In a 2008 visit to the London School of Economics, Queen Elizabeth famously asked economists why no one had predicted the onset of the financial crisis then afflicting the global economy. For Princeton University’s Atif Mian and Emil Verner, along with Chicago Booth’s Amir Sufi, the answer may be explained in part by a fundamental misunderstanding in macroeconomics of the relationship between household debt and economic growth.
Research conducted by Mian, Sufi, and Verner debunks a basic assumption about debt that has long featured in macroeconomic models. A rise in debt, the assumption goes, reflects investment that can be expected to improve the economy. Using data from 30 countries between 1960 and 2012, the researchers demonstrate that rather than predicting economic growth, an increase in debt actually predicts a fall in GDP.
Countries with the biggest rises in household debt over the three- to four-year period before the crisis suffered the biggest postcrisis declines in spending, as well as higher unemployment rates, the authors note. They also find that household debt is the most predictive component of private debt, rather than the nonfinancial-firm debt that’s considered more important in standard economic models.
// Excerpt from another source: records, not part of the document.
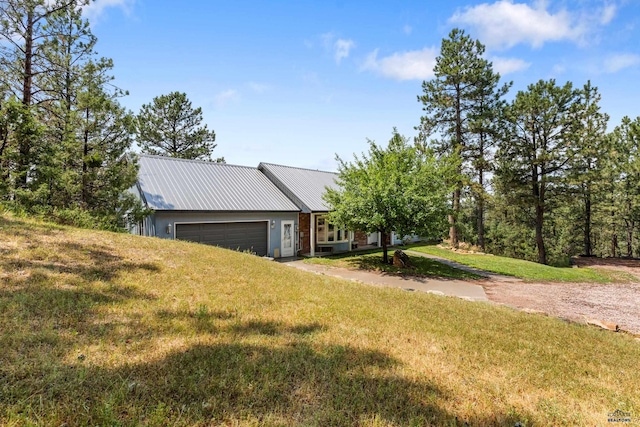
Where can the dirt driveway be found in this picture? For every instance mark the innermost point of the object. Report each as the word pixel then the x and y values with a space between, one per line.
pixel 615 302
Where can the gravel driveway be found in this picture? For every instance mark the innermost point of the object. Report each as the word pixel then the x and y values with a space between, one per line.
pixel 614 302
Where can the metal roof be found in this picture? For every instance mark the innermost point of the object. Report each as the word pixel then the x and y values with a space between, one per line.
pixel 306 185
pixel 188 185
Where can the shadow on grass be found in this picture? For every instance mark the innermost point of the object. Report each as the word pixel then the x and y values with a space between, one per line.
pixel 371 260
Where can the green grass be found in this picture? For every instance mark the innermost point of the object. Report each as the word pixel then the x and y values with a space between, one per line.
pixel 526 270
pixel 372 261
pixel 107 329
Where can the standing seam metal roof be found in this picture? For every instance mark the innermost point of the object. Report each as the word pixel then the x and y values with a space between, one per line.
pixel 177 184
pixel 308 185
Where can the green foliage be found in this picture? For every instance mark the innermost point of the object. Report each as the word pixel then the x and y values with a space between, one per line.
pixel 64 134
pixel 463 106
pixel 170 126
pixel 393 188
pixel 532 158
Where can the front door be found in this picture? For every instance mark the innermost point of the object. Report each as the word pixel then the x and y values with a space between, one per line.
pixel 287 242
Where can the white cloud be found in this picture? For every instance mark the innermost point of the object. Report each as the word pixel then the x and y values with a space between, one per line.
pixel 339 48
pixel 258 87
pixel 342 48
pixel 225 97
pixel 608 13
pixel 617 62
pixel 96 8
pixel 504 24
pixel 410 65
pixel 558 69
pixel 509 65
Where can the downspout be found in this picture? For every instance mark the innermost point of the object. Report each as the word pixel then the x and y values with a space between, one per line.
pixel 312 235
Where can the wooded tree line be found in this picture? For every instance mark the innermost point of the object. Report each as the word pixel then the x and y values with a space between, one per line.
pixel 64 136
pixel 539 177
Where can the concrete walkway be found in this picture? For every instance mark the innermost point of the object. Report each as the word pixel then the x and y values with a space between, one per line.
pixel 441 286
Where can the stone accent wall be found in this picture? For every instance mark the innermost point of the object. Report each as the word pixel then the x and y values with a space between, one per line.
pixel 360 237
pixel 304 236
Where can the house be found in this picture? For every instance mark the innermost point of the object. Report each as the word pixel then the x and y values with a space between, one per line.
pixel 306 188
pixel 272 210
pixel 234 207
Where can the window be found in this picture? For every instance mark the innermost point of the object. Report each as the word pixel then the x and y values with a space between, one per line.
pixel 329 233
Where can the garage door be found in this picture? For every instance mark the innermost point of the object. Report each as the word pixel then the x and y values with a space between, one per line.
pixel 242 236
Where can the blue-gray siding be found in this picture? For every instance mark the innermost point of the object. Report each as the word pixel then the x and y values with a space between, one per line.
pixel 157 224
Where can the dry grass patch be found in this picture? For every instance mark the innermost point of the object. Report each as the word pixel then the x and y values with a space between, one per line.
pixel 108 329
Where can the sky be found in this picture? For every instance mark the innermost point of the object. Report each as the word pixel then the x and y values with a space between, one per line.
pixel 298 82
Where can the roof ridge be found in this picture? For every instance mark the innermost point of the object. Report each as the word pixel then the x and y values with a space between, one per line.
pixel 297 167
pixel 156 156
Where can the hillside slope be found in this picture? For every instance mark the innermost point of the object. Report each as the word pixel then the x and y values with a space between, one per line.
pixel 100 328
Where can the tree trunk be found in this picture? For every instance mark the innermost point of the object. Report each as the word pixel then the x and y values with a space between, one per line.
pixel 24 145
pixel 614 236
pixel 453 220
pixel 85 154
pixel 385 256
pixel 587 225
pixel 542 253
pixel 630 227
pixel 481 202
pixel 481 223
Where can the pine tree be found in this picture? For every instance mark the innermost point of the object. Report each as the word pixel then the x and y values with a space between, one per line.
pixel 459 103
pixel 24 35
pixel 170 126
pixel 533 157
pixel 589 153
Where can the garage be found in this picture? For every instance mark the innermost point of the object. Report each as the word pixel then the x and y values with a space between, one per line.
pixel 241 236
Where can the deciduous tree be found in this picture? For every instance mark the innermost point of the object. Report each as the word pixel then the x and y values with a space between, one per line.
pixel 393 188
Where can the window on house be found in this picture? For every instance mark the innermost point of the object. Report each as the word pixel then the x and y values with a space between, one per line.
pixel 329 233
Conventional assumptions about debt, the research suggests, can help explain shortcomings in economic forecasts published by economic agencies throughout the recession. Some organizations, including the International Monetary Fund and the Organisation for Economic Co-operation and Development, tended to underestimate the negative effects of a large rise in household debt-to-GDP ratio, Mian, Sufi, and Verner argue. Changes in debt-to-GDP ratios, they find, predict forecasting errors with standard models. The research also describes a global household debt cycle with predictive powers: a strong rise in the global household debt-to-GDP ratio associates with a large decline in subsequent global economic growth. Mian, Sufi, and Verner point out that there is no such correlation between global nonfinancial-firm debt-to-GDP ratios and global GDP growth.